Torque teno sus virus Informal group of swine viruses

Scientific classification
- (unranked): Virus
- Realm: Floreoviria
- Kingdom: Shotokuvirae
- Phylum: Commensaviricota
- Class: Cardeaviricetes
- Order: Sanitavirales
- Family: Anelloviridae
- Groups included: Iotatorquevirus; Kappatorquevirus;
- Cladistically included but traditionally excluded taxa: Alphatorquevirus; Betatorquevirus; Deltatorquevirus; Epsilontorquevirus; Etatorquevirus; Gammatorquevirus; Gyrovirus; Thetatorquevirus; Zetatorquevirus;

= Torque teno sus virus =

Species of virus

Torque teno sus virus (TTSuV, swine TTV, porcine anellovirus), belonging to the family Anelloviridae, is a group of virus strains that are non-enveloped, with a single-stranded circular DNA genome ranging from 2.6 to 2.8 kb in size. These swine infecting anelloviruses are divided into two genera: Iotatorquevirus and Kappatorquevirus. Torque teno sus virus has been found in pigs (Sus domesticus) worldwide. TTSuVs are mainly transmitted by fecal-oral route. The prevalence of these viruses is relatively high. For now, there is no known disease caused exclusively by TTSuV. There is the possibility that TTSuV may worsen the progression of other diseases and therefore increase the economic losses for pig industry.

== History ==
In the nineties, Torque teno virus (TTV) was first found in a Japanese patient. In 2002, the genome of Torque teno sus virus (TTSuV), isolated from swine serum, was first sequenced in Japan.

== Taxonomy ==
TTSuVs belong to the family Anelloviridae. Torque teno sus virus (TTSuV) is subdivided into two genera and three species. The genus Iotatorquevirus (TTSuV1) includes TTSuV1a, and the genus Kappatorquevirus comprises TTSuVk2a and TTSuVk2b.

== Structure ==
Torque teno sus virus (TTSuV) is a non‐enveloped virus with a circular single‐stranded DNA genome of negative polarity ranging from 2.6 to 2.8 kb in size. The genome has three open reading frames, ORF1 (capsid), ORF2 and ORF3 and a highly conserved untranslated region. Open reading frames (ORFs) encode approximately 500 (ORF1), 100 (ORF2) and 200 (ORF3) aminoacids.

== Viral spread ==
The virus is transmitted mainly by the fecal-oral route. The virus has been detected in a number of tissues including liver, brain, sera, semen, nasal secretion, lymph node, heart, liver, bone marrow, lung or spleen. It was confirmed that the TTSuV can be detected also in bile.
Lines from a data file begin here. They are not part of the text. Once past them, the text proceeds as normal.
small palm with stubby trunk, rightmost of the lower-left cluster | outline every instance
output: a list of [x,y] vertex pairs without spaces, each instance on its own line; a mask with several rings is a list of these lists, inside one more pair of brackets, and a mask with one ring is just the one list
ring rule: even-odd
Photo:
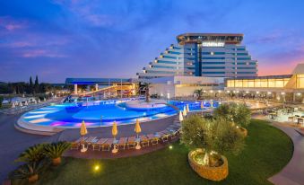
[[53,165],[59,165],[61,163],[61,156],[65,150],[69,149],[71,144],[65,141],[58,143],[48,144],[44,147],[44,154],[52,159]]

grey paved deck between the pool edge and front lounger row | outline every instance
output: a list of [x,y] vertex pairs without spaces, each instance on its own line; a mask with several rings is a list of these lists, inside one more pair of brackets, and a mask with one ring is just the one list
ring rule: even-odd
[[[13,161],[30,145],[44,142],[56,142],[59,140],[73,141],[79,136],[79,129],[67,129],[52,137],[30,135],[22,133],[14,128],[13,124],[20,118],[19,115],[5,115],[0,113],[0,182],[7,178],[8,172],[12,172],[20,163]],[[142,134],[150,134],[168,128],[172,124],[174,117],[152,120],[141,123]],[[131,137],[135,135],[135,125],[125,125],[118,127],[117,137]],[[112,128],[88,128],[90,136],[112,137]]]

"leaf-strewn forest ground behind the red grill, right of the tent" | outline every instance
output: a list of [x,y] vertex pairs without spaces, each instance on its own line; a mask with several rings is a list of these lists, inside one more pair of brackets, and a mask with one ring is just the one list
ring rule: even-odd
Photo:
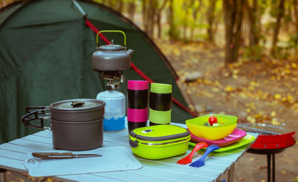
[[[224,51],[208,43],[156,42],[180,80],[193,71],[202,74],[193,82],[183,83],[195,105],[208,104],[216,113],[240,116],[239,122],[272,125],[284,122],[288,109],[298,113],[297,60],[264,56],[260,62],[249,62],[240,56],[238,62],[224,66]],[[209,112],[200,111],[201,115]]]

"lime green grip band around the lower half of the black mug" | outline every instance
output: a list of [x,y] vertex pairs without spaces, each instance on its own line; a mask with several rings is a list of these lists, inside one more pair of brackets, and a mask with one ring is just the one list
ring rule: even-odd
[[155,111],[149,108],[149,121],[157,124],[169,124],[171,122],[171,110],[170,111]]

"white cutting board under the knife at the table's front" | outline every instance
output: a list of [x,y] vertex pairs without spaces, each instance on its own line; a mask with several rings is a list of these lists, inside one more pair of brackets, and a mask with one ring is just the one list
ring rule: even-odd
[[24,165],[26,169],[28,169],[29,175],[34,177],[75,175],[142,168],[142,164],[125,147],[102,147],[84,151],[52,150],[36,152],[71,152],[73,154],[100,154],[103,156],[69,159],[41,159],[33,157],[32,153],[28,153]]

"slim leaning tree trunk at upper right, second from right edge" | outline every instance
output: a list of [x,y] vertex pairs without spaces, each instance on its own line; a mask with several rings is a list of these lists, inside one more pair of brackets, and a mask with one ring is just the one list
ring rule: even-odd
[[280,30],[281,19],[283,18],[283,14],[285,12],[284,5],[285,5],[285,0],[280,0],[278,13],[277,13],[277,17],[276,17],[276,24],[275,24],[274,32],[273,32],[272,47],[270,50],[270,53],[272,56],[275,55],[275,51],[276,51],[277,36],[278,36],[279,30]]

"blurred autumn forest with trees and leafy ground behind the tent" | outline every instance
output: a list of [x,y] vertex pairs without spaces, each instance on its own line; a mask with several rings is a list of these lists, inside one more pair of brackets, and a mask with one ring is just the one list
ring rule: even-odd
[[[94,1],[153,39],[197,115],[235,115],[239,123],[298,132],[298,0]],[[0,8],[12,2],[0,0]],[[277,181],[298,181],[297,153],[296,144],[277,154]],[[248,153],[235,179],[264,182],[266,172],[266,157]]]

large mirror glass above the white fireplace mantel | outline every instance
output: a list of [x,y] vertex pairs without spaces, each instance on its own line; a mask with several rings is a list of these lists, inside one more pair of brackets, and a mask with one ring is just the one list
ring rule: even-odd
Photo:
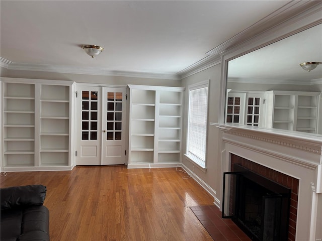
[[228,61],[225,123],[322,136],[322,24]]

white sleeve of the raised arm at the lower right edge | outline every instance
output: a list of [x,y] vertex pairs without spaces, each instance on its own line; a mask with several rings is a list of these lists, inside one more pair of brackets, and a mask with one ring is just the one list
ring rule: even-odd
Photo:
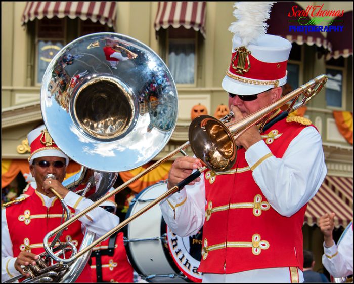
[[353,274],[353,230],[348,228],[342,237],[338,249],[334,244],[330,248],[323,245],[323,266],[336,278]]

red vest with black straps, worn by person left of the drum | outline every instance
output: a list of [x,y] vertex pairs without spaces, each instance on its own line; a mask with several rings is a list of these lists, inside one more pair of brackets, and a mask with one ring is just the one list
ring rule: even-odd
[[[118,233],[115,238],[112,252],[109,252],[108,248],[110,239],[111,238],[108,238],[102,241],[99,245],[94,247],[92,251],[92,282],[131,283],[133,281],[133,268],[131,267],[131,264],[126,256],[123,243],[123,233]],[[101,261],[101,267],[96,266],[98,264],[96,258],[99,258],[98,262]],[[96,273],[96,271],[102,271],[102,273]],[[101,275],[102,278],[98,278],[97,274]]]

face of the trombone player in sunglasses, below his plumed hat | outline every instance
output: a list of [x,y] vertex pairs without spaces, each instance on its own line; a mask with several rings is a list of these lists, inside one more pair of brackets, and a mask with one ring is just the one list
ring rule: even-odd
[[278,94],[279,90],[281,90],[280,87],[259,93],[257,99],[253,101],[243,101],[239,96],[234,96],[233,94],[229,93],[229,109],[231,110],[231,106],[233,105],[237,106],[240,109],[242,115],[247,116],[278,100],[281,95],[281,93]]

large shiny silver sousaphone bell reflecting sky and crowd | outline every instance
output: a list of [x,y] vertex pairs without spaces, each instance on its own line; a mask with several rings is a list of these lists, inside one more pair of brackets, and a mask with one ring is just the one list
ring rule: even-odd
[[69,157],[87,168],[120,172],[146,164],[167,144],[178,98],[152,49],[126,35],[95,33],[53,58],[42,81],[41,111]]

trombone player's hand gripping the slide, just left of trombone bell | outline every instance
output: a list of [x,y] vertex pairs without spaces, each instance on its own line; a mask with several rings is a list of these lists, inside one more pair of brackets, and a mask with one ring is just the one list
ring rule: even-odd
[[[171,189],[173,186],[183,181],[189,175],[192,174],[194,169],[202,167],[202,163],[198,158],[193,157],[179,157],[173,162],[171,169],[168,173],[167,188]],[[200,181],[200,177],[190,182],[188,185],[193,185]]]

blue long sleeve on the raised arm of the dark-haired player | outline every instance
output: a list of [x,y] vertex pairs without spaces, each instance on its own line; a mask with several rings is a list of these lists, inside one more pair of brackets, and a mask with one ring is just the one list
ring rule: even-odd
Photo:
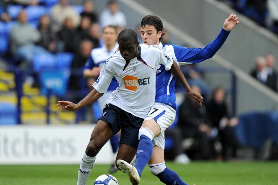
[[212,58],[213,55],[222,47],[230,32],[222,28],[217,37],[204,48],[186,48],[173,45],[175,56],[178,62],[198,63]]

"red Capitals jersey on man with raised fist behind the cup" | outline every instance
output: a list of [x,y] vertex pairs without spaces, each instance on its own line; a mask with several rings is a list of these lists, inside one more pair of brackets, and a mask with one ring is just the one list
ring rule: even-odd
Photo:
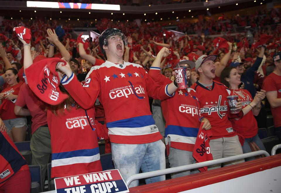
[[[150,67],[149,75],[156,82],[169,84],[169,80],[160,74],[160,68]],[[177,90],[174,97],[161,101],[163,116],[166,120],[165,144],[169,155],[168,139],[171,147],[186,151],[193,151],[198,129],[200,127],[201,113],[197,93],[194,89]]]

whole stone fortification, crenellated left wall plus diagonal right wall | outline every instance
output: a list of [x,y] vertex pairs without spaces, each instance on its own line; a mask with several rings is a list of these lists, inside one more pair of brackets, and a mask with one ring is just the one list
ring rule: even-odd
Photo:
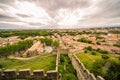
[[[61,76],[58,73],[58,65],[60,63],[60,53],[67,54],[68,50],[54,50],[53,54],[56,57],[56,68],[45,72],[43,69],[30,70],[30,69],[11,69],[2,70],[0,69],[0,80],[61,80]],[[68,54],[71,59],[72,65],[76,70],[78,80],[104,80],[101,76],[95,77],[94,74],[90,73],[85,68],[83,63],[77,58],[76,55]]]

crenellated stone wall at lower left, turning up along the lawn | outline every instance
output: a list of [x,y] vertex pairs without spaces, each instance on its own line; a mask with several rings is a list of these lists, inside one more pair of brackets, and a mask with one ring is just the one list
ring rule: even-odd
[[57,51],[56,68],[45,73],[43,69],[31,70],[31,69],[0,69],[0,80],[61,80],[58,73],[60,54]]

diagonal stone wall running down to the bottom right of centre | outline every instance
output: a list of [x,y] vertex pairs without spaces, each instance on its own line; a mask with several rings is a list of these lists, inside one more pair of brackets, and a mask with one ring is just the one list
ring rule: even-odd
[[104,80],[101,76],[94,76],[88,69],[85,68],[83,63],[76,57],[76,55],[69,55],[72,61],[73,67],[76,69],[78,80]]

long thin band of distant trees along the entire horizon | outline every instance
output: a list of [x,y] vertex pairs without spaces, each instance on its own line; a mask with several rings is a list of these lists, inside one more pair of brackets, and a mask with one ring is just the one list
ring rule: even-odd
[[19,36],[19,38],[24,39],[28,36],[50,36],[54,33],[57,33],[60,36],[63,36],[65,34],[68,35],[82,35],[82,34],[107,34],[106,32],[91,32],[91,31],[65,31],[65,32],[59,32],[59,31],[50,31],[50,30],[1,30],[0,31],[0,37],[6,38],[11,36]]

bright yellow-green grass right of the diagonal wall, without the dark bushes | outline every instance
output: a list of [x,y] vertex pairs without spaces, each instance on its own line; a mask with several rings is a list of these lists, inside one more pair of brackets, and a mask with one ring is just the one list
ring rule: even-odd
[[[98,53],[98,52],[96,52],[96,55],[92,55],[90,51],[87,53],[81,52],[76,55],[80,59],[80,61],[85,65],[85,67],[89,70],[92,69],[93,63],[96,60],[102,59],[102,54]],[[114,61],[118,62],[118,58],[116,56],[114,56],[113,54],[106,54],[106,55],[108,55],[110,57],[109,60],[114,60]]]

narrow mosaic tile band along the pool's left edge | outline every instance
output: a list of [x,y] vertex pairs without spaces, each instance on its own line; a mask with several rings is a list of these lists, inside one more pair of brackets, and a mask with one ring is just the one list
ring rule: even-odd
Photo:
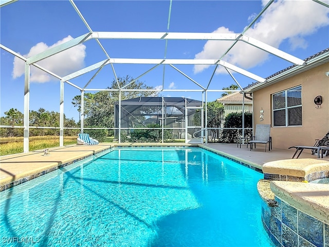
[[99,154],[99,153],[108,151],[109,149],[111,149],[111,148],[106,148],[104,150],[100,150],[100,151],[94,152],[94,154],[89,154],[89,155],[86,155],[86,156],[77,158],[76,160],[73,160],[73,161],[70,161],[70,162],[61,164],[61,165],[59,165],[57,167],[51,167],[51,168],[49,168],[47,170],[44,170],[44,171],[41,171],[41,172],[37,172],[37,173],[31,174],[31,175],[29,175],[29,176],[27,176],[25,178],[20,179],[20,180],[16,180],[16,181],[10,182],[8,184],[4,184],[4,185],[0,186],[0,192],[6,191],[7,189],[10,189],[10,188],[12,188],[14,186],[17,186],[17,185],[26,183],[26,182],[28,182],[28,181],[30,181],[32,179],[39,178],[39,177],[41,177],[41,176],[43,176],[43,175],[45,175],[45,174],[47,174],[49,172],[55,171],[57,169],[61,169],[61,168],[65,167],[65,166],[71,165],[71,164],[76,163],[78,161],[82,161],[85,158],[88,158],[88,157],[93,156],[95,154]]

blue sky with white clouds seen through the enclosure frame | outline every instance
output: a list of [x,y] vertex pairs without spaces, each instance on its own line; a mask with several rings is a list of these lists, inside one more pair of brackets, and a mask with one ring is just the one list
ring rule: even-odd
[[[323,1],[329,4],[329,1]],[[241,33],[260,13],[266,1],[74,1],[94,31],[109,32],[218,32]],[[171,3],[170,22],[169,9]],[[17,1],[0,8],[0,43],[24,57],[38,54],[50,47],[77,38],[88,29],[69,1]],[[279,48],[297,58],[305,59],[329,47],[329,8],[311,0],[275,1],[246,32],[247,36]],[[168,29],[169,27],[169,29]],[[231,44],[228,41],[169,40],[100,40],[111,58],[218,59]],[[24,63],[0,49],[0,113],[10,108],[24,110]],[[106,56],[96,40],[38,62],[59,76],[65,76],[100,62]],[[291,63],[246,43],[238,43],[224,61],[249,72],[268,77]],[[154,65],[114,64],[118,77],[137,78]],[[205,65],[174,65],[200,85],[207,86],[215,67]],[[157,89],[199,89],[173,67],[158,66],[139,80]],[[165,79],[163,80],[163,70]],[[84,86],[97,70],[70,80]],[[233,73],[242,87],[254,80]],[[112,84],[114,73],[106,65],[88,85],[89,89],[105,89]],[[218,68],[209,89],[221,90],[234,84],[223,67]],[[31,69],[30,110],[44,108],[59,112],[59,79]],[[79,119],[71,104],[80,91],[65,84],[64,113]],[[222,93],[208,94],[208,101]],[[202,99],[195,92],[162,92],[166,97]]]

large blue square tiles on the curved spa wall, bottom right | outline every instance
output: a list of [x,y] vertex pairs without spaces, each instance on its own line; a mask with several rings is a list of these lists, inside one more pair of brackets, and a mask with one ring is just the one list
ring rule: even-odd
[[278,207],[262,202],[262,222],[278,247],[327,247],[329,225],[281,201]]

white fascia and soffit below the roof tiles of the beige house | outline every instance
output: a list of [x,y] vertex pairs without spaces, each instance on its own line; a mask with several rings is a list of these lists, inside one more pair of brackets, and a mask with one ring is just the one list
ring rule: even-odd
[[271,84],[275,84],[275,83],[283,81],[283,80],[285,80],[289,77],[296,76],[300,73],[303,73],[303,72],[305,72],[309,69],[320,66],[320,65],[325,64],[327,62],[329,62],[329,51],[324,52],[323,54],[321,54],[320,56],[315,57],[314,59],[308,60],[305,65],[297,65],[295,67],[287,69],[283,73],[280,73],[276,76],[273,76],[273,77],[267,79],[266,82],[260,82],[260,83],[257,83],[255,85],[253,85],[253,86],[250,86],[250,87],[244,89],[244,92],[245,93],[252,93],[252,92],[258,91],[258,90],[263,89],[264,87],[267,87]]

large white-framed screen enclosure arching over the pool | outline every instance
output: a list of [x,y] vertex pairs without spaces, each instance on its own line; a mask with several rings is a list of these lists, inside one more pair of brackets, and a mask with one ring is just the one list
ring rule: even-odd
[[[60,146],[68,130],[103,131],[119,143],[207,142],[214,130],[216,138],[223,134],[222,124],[209,125],[209,105],[223,93],[240,92],[244,111],[247,87],[305,65],[301,58],[327,45],[309,40],[298,53],[287,43],[314,29],[283,35],[282,16],[293,20],[300,8],[317,16],[328,8],[321,1],[2,0],[0,6],[7,111],[0,127],[24,135],[24,152],[39,129],[54,130]],[[273,16],[279,18],[268,21]],[[131,80],[120,80],[126,75]],[[244,136],[245,129],[242,114],[236,130]]]

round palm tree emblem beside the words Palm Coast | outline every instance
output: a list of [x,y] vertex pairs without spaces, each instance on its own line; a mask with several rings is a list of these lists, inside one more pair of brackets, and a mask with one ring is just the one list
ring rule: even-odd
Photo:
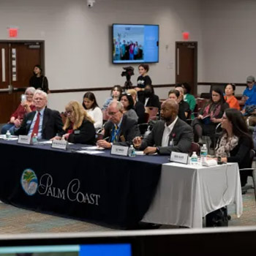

TTSuV is ubiquitous in pig farms worldwide. The prevalence varies between 31 and 90% for TTSuVk2 and between 17 and 100% for TTSuV1. Generally, the prevalence increases with the age of animals.

== Clinical ==
TTSuV is commonly detected in healthy pigs. For now, there is not known disease caused exclusively by TTSuV. However, the co-infection with other swine pathogens is described. Probably, TTSuV could trigger the development of certain diseases or increase the severity of diseases. Studies have shown that TTSuV could serve as a trigger in the pathogenesis of post-weaning multisystemic wasting syndrome (PMWS) caused by Porcine circovirus type 2 (PCV2). However, it is still unclear whether the co-infection contributes to the PMWS or vice versa.